We looked at two benchmark stretched systems: the nitrogen molecule (N2) and the hydrogen chain with 10 atoms (H10). Nitrogen is an especially challenging molecular bond because each nitrogen atom contributes three electrons. The hydrogen chain, meanwhile, is of interest for understanding how electrons behave in materials, for instance, predicting whether or not a material will conduct electricity.
On both systems, the coupled cluster methods did well at equilibrium, but had problems as the bonds were stretched. Conventional VMC calculations did poorly across the board but FermiNet was among the best methods investigated, no matter the bond length.
A new way to compute excited states
In August 2024, we published the next phase of this work in Science. Our research proposes a solution to one of the most difficult challenges in computational quantum chemistry: understanding how molecules transition to and from excited states when stimulated.
FermiNet originally focused on the ground states of molecules, the lowest energy configuration of electrons around a given set of nuclei. But when molecules and materials are stimulated by a large amount of energy, like being exposed to light or high temperatures, the electrons might get kicked into a higher energy configuration — an excited state.
Excited states are fundamental for understanding how matter interacts with light. The exact amount of energy absorbed and released creates a unique fingerprint for different molecules and materials, which affects the performance of technologies ranging from solar panels and LEDs to semiconductors, photocatalysts and more. They also play a critical role in biological processes involving light, like photosynthesis and vision.
Accurately computing the energy of excited states is significantly more challenging than computing ground state energies. Even gold standard methods for ground state chemistry, like coupled cluster, have shown errors on excited states that are dozens of times too large. While we wanted to extend our work on FermiNet to excited states, existing methods didn’t work well enough for neural networks to compete with state-of-the-art approaches.
We developed a novel approach to computing excited states that’s more robust and general than prior methods. Our approach can be applied to any kind of mathematical model, including FermiNet and other neural networks. It works by finding the ground state of an expanded system with extra particles, so existing algorithms for optimization can be used with little modification.

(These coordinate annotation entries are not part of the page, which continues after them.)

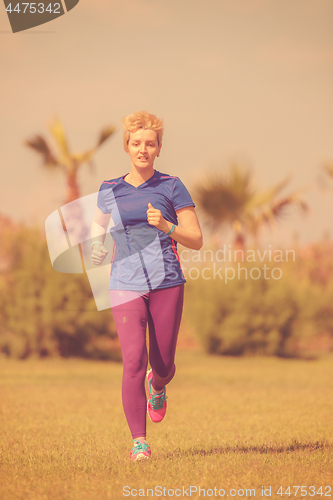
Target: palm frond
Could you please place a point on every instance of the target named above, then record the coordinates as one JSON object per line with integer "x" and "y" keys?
{"x": 40, "y": 145}
{"x": 59, "y": 135}
{"x": 106, "y": 132}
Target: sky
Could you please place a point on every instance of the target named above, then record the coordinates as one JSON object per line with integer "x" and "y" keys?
{"x": 234, "y": 80}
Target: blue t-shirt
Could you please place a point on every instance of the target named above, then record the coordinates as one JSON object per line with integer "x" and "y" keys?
{"x": 144, "y": 258}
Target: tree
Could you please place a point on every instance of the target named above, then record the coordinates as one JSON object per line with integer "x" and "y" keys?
{"x": 232, "y": 199}
{"x": 63, "y": 158}
{"x": 69, "y": 163}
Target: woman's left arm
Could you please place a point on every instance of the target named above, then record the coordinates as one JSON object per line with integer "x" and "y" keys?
{"x": 187, "y": 234}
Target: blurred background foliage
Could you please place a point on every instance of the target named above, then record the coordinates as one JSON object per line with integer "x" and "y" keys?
{"x": 288, "y": 317}
{"x": 46, "y": 313}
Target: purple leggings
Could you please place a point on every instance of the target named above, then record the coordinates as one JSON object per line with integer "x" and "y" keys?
{"x": 162, "y": 310}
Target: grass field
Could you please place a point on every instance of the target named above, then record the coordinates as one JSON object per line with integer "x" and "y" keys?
{"x": 236, "y": 424}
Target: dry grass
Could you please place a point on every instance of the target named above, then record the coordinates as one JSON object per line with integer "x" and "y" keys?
{"x": 231, "y": 423}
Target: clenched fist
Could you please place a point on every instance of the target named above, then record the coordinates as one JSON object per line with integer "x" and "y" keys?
{"x": 155, "y": 218}
{"x": 99, "y": 252}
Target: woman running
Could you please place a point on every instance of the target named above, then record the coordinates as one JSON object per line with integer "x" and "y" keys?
{"x": 146, "y": 281}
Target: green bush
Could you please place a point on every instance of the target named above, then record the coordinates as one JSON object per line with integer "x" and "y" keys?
{"x": 265, "y": 316}
{"x": 47, "y": 313}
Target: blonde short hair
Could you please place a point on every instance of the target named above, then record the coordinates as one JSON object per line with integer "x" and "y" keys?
{"x": 142, "y": 119}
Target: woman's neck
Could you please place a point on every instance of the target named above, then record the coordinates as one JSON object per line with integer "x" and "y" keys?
{"x": 137, "y": 177}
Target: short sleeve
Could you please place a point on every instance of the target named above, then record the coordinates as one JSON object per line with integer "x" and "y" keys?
{"x": 181, "y": 196}
{"x": 101, "y": 199}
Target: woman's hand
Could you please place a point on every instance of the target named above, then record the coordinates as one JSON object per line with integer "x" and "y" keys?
{"x": 99, "y": 252}
{"x": 155, "y": 218}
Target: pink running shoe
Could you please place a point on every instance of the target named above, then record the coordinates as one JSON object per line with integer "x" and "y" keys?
{"x": 156, "y": 405}
{"x": 140, "y": 451}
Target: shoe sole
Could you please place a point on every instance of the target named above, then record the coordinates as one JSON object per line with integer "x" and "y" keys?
{"x": 154, "y": 421}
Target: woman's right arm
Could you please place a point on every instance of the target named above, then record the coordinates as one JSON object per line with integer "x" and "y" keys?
{"x": 98, "y": 234}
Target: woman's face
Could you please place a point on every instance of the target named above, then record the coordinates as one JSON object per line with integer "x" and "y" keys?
{"x": 143, "y": 148}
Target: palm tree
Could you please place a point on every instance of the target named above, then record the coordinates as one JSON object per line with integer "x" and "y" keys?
{"x": 232, "y": 199}
{"x": 63, "y": 159}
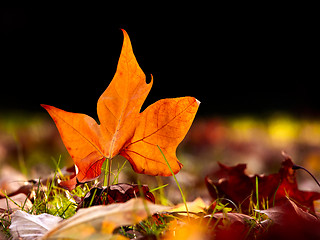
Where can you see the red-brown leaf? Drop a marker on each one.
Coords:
(237, 186)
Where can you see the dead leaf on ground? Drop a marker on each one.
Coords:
(103, 220)
(289, 221)
(16, 203)
(123, 129)
(118, 193)
(236, 185)
(26, 226)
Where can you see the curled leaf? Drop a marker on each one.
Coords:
(123, 129)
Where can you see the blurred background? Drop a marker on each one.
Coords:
(255, 73)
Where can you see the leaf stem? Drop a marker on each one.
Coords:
(295, 167)
(175, 179)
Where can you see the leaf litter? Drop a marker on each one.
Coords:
(242, 206)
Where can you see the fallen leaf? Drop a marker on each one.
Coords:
(103, 219)
(196, 206)
(234, 226)
(123, 129)
(26, 226)
(291, 222)
(16, 203)
(118, 193)
(240, 188)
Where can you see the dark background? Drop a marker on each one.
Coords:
(253, 62)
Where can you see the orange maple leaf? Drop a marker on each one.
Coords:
(123, 129)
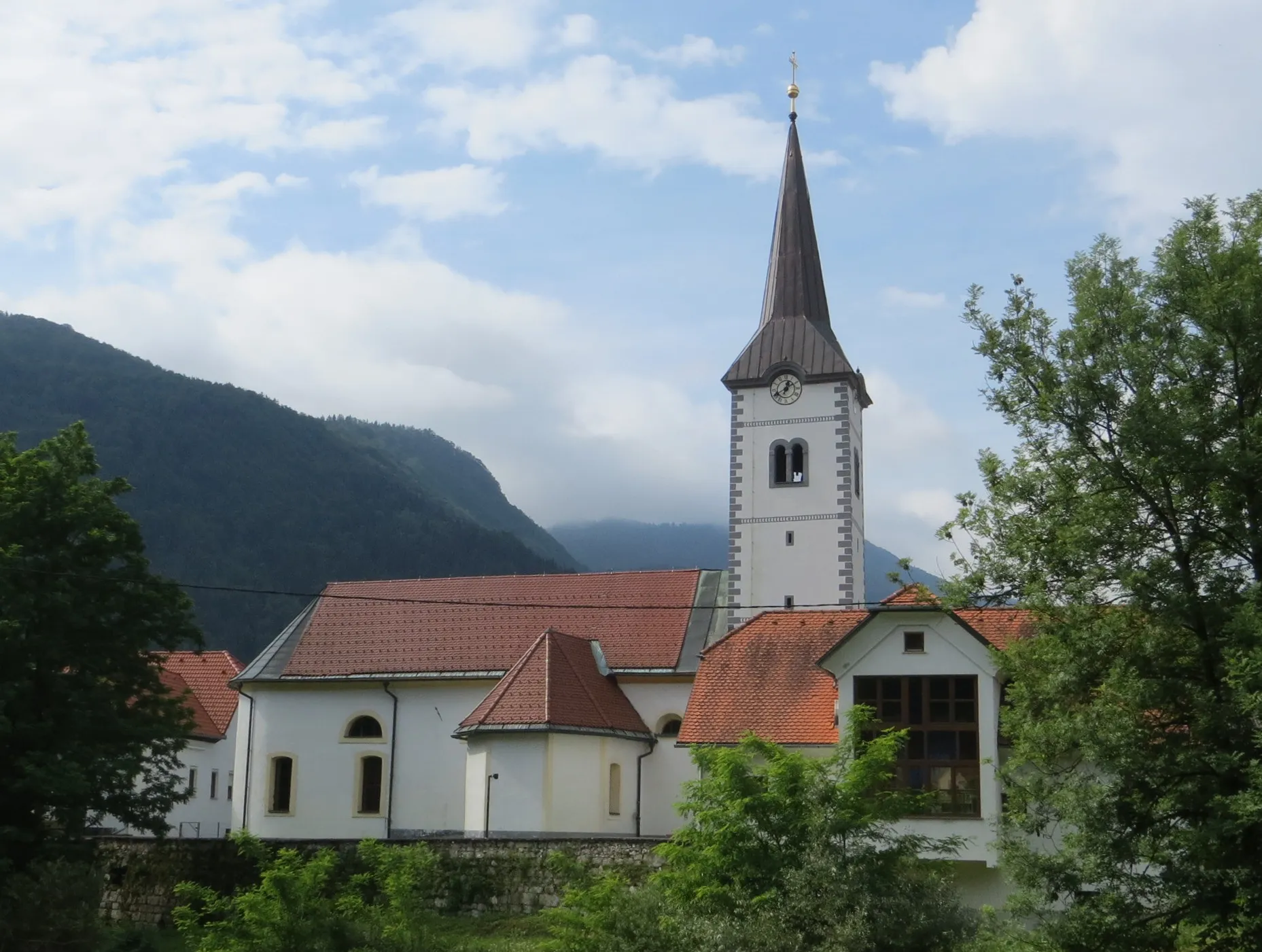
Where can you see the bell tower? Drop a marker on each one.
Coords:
(795, 516)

We validated this work on a wide range of benchmarks, with highly-promising results. On a small but complex molecule called the carbon dimer, we achieved a mean absolute error (MAE) of 4 meV, which is five times closer to experimental results than prior gold standard methods reaching 20 meV. We also tested our method on some of the most challenging systems in computational chemistry, where two electrons are excited simultaneously, and found we were within around 0.1 eV of the most demanding, complex calculations done to date.
Today, we’re open sourcing our latest work, and hope the research community will build upon our methods to explore the unexpected ways matter interacts with light.